These modes are not intended to replicate low-level protocol behavior. Instead, they abstract the most common forms of uncertainty faced by high-level restoration planners.

All methods are evaluated through the same safety-aware agent executor. The executor operates only on abstract restoration primitives and never accesses device-level commands or real operational procedures. Its maintained state variables include node availability, residual link capacity, service integrity, channel availability, regional coverage, target confidence, and average coordination delay. Different primitives update these variables according to predefined templates: wide-area assessment increases target confidence; backup-path activation improves critical-path reachability; portable relay deployment increases local coverage; service migration improves core service continuity; and channel reallocation mitigates conflict and congestion. This shared execution environment provides a common basis for fair comparison.

5.4. Baselines

To evaluate ICG-Restore comprehensively, we compare it against representative methods from four directions: classical restoration optimization, network-science heuristics, learning-based sequential restoration, and LLM planning.

For classical optimization, we use the Interdependent Network Design Problem (INDP) [11] as a representative method. INDP solves structured restoration under budget and operational constraints and serves as a strong reference for hard-constrained recovery planning.

For heuristic restoration, we use Cent-Restore [43], which schedules restoration based on the importance ranking of service-network components. It serves as a representative network-science baseline and tests whether structural centrality alone is sufficient for high-level recovery planning.

For learning-based restoration, we use DRL-Restore, a DDQN-based sequential restoration method [10]. This baseline models post-disaster restoration as a sequential decision process and allows us to compare learned recovery sequences with our constrained graph-enhanced planning framework.

For LLM baselines, we include three representative variants. Direct-LLM [44] directly feeds natural-language requirements and observations into an LLM and asks it to output a stage plan. PS-LLM (Plan-and-Solve) [18] first generates an explicit subtask plan and then solves it. GraphRAG-LLM [34] enhances generation with graph-structured retrieval, allowing us to isolate the contribution of graph retrieval alone.

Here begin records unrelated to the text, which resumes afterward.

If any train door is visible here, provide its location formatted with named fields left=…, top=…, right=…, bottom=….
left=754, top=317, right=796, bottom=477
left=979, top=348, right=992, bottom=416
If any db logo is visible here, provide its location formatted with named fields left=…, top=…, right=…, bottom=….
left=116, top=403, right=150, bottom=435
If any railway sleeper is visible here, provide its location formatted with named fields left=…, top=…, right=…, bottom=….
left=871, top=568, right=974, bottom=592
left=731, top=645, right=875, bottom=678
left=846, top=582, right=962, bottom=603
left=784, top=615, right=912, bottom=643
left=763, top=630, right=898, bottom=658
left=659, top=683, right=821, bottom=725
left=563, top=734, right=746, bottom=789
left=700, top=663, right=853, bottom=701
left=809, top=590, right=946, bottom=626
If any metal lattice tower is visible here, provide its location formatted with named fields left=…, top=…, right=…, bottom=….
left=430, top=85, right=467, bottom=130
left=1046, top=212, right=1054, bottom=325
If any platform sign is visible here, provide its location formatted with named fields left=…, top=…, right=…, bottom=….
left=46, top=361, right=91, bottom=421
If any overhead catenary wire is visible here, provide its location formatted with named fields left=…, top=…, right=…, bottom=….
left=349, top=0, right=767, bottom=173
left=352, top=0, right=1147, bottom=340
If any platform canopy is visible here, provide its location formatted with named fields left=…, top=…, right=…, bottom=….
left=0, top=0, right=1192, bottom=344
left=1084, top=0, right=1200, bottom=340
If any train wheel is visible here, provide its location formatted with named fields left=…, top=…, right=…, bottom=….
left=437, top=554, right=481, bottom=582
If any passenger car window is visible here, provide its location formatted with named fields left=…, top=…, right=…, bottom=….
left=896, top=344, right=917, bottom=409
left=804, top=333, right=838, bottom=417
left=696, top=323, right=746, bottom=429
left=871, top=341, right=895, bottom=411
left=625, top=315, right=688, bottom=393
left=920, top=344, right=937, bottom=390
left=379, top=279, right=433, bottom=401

Together, these baselines cover four major paradigms—structured optimization, heuristic restoration, learning-based restoration, and open-ended LLM planning—and provide a broad foundation for answering the five research questions.

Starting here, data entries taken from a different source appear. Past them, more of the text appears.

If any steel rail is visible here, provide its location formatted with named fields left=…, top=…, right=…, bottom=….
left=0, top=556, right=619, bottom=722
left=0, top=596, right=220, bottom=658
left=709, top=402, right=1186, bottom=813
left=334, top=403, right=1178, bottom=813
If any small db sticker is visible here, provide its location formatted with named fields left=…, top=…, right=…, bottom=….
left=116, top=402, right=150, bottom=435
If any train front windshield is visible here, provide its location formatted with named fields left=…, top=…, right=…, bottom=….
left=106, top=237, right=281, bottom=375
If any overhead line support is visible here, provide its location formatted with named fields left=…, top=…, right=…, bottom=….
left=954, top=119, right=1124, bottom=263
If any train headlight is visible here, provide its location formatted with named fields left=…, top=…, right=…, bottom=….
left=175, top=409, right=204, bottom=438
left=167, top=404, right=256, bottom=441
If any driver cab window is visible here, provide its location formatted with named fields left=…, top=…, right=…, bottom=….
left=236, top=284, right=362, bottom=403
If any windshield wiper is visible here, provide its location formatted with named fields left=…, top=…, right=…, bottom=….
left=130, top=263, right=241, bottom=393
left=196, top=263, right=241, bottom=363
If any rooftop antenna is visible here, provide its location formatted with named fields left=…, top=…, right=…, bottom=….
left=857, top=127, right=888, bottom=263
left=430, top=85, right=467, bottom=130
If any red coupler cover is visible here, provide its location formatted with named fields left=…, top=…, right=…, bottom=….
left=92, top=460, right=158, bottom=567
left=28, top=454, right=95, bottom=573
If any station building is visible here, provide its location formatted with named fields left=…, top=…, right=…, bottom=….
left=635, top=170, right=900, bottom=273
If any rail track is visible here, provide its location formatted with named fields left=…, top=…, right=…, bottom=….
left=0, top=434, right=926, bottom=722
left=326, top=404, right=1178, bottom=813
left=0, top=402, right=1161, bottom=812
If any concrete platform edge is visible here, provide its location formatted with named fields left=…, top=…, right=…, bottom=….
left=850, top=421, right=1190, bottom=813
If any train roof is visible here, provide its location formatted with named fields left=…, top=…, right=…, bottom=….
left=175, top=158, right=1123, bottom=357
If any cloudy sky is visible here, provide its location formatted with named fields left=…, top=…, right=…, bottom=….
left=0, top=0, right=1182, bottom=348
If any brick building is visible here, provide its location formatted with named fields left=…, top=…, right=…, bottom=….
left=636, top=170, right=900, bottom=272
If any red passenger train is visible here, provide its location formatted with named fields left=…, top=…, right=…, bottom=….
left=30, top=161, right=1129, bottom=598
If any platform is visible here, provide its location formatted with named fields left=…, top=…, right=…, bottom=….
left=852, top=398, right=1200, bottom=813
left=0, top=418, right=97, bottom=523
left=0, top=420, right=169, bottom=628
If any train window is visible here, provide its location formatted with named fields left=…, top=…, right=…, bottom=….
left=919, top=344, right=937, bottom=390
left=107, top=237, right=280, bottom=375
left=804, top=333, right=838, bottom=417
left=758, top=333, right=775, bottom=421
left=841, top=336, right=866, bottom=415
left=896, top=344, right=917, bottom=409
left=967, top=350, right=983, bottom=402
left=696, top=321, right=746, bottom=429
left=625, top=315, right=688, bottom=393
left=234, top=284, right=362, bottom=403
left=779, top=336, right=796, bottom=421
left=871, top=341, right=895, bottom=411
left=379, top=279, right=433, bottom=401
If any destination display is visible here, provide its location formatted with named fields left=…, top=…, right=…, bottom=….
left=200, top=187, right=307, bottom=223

5.5. Implementation Details and Fairness Settings

Unless otherwise stated in the cross-backbone experiments, all main experiments use gpt-oss:20b as the default backbone. All LLM-based methods—Direct-LLM, PS-LLM, GraphRAG-LLM, and ICG-Restore—share the same output JSON schema, the same set of abstract restoration primitives, the same budget/time-window encoding, the same candidate-plan parser, and the same safety-aware agent executor. The only differences are whether task-intent compilation, joint graph retrieval, and rule-consistent minimal-edit repair are used.

To keep comparisons with traditional methods as fair as possible, INDP, Cent-Restore, and DRL-Restore are given the same structured state, constraints, and resource information as provided by the experimental platform. Their outputs are uniformly mapped to the same stage-task-package format before being sent to the common agent executor. In other words, we do not compare “who writes better natural language”; we compare which method can recover more critical objects with more appropriate stage logic and achieve a higher integrated restoration benefit under a shared execution standard.

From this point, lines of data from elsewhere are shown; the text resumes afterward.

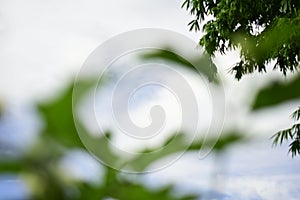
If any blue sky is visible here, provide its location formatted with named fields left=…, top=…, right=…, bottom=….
left=0, top=0, right=300, bottom=199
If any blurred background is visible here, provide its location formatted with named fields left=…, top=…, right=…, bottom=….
left=0, top=0, right=300, bottom=200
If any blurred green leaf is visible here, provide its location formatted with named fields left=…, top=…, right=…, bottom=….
left=252, top=76, right=300, bottom=110
left=141, top=47, right=218, bottom=83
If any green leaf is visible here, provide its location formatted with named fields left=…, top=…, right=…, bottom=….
left=252, top=76, right=300, bottom=110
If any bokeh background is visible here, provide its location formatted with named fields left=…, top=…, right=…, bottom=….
left=0, top=0, right=300, bottom=200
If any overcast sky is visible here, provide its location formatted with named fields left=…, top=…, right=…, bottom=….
left=0, top=0, right=300, bottom=199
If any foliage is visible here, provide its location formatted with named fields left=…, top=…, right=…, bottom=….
left=182, top=0, right=300, bottom=79
left=272, top=107, right=300, bottom=157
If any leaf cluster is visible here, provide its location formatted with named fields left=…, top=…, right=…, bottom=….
left=182, top=0, right=300, bottom=79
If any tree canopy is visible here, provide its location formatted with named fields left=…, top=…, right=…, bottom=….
left=182, top=0, right=300, bottom=156
left=182, top=0, right=300, bottom=79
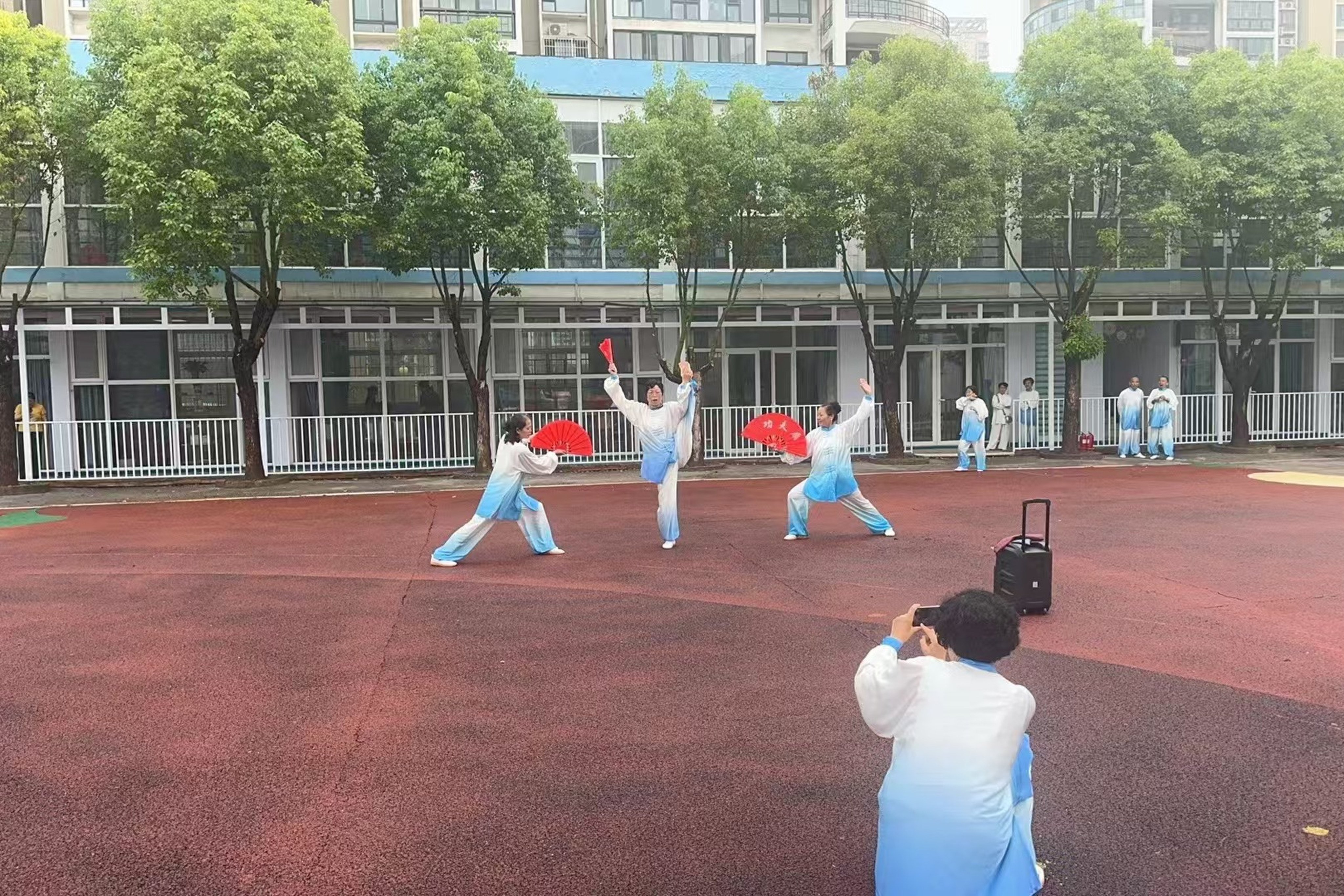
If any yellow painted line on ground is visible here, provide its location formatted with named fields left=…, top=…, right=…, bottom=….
left=1250, top=470, right=1344, bottom=489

Table 3. Experimental environment and major parameters.

Environment	Specification	Parameter	Value
Operating System	Microsoft Windows 11	seed	5
CPU	AMD Ryzen 9 9950X3D	llm	gpt-oss:20b
GPU	NVIDIA GeForce RTX 5090 D	llm_temperature	0.2
Language	Python 3.11.15	max_tokens	3072
cuda	13.1	text_top_k	8

5.6. Evaluation Metrics

We evaluate the proposed method from four aspects: executability, alignment with critical targets, integrated restoration effectiveness, and computational efficiency.

First, we use the Constraint Satisfaction Rate (CSR) to measure the proportion of final plans that satisfy all constraints.

C S R = \frac{1}{N} \sum_{i = 1}^{N} 1 [Π_{i} i s f e a s i b l e]

(15)

where 1[·] is the indicator function. A plan is deemed feasible only if it simultaneously satisfies rule consistency, causal consistency, budget feasibility, and time-window feasibility. Higher CSR indicates a stronger ability to output executable restoration task packages.

Second, we use the Weighted Critical Target Coverage (WCTC@k) to evaluate how well the selected targets align with the graph-enhanced structural reference set.

W C T C @ k = \frac{1}{N} \sum_{i = 1}^{N} \frac{\sum_{v \in P_{i} \cap T_{i}^{(k)}} S_{i} (v)}{\sum_{v \in T_{i}} S_{i} (v)}

(16)

where P_i is the set of targets selected by the plan, T_i^(k) is the top-k structural reference set derived from the structural score, and S_i(v) is the structural criticality score of object v. Higher WCTC@k indicates better coverage of truly important restoration objects.

Third, we adopt the Composite Recovery Score (CRS) to measure the overall quality of plan execution.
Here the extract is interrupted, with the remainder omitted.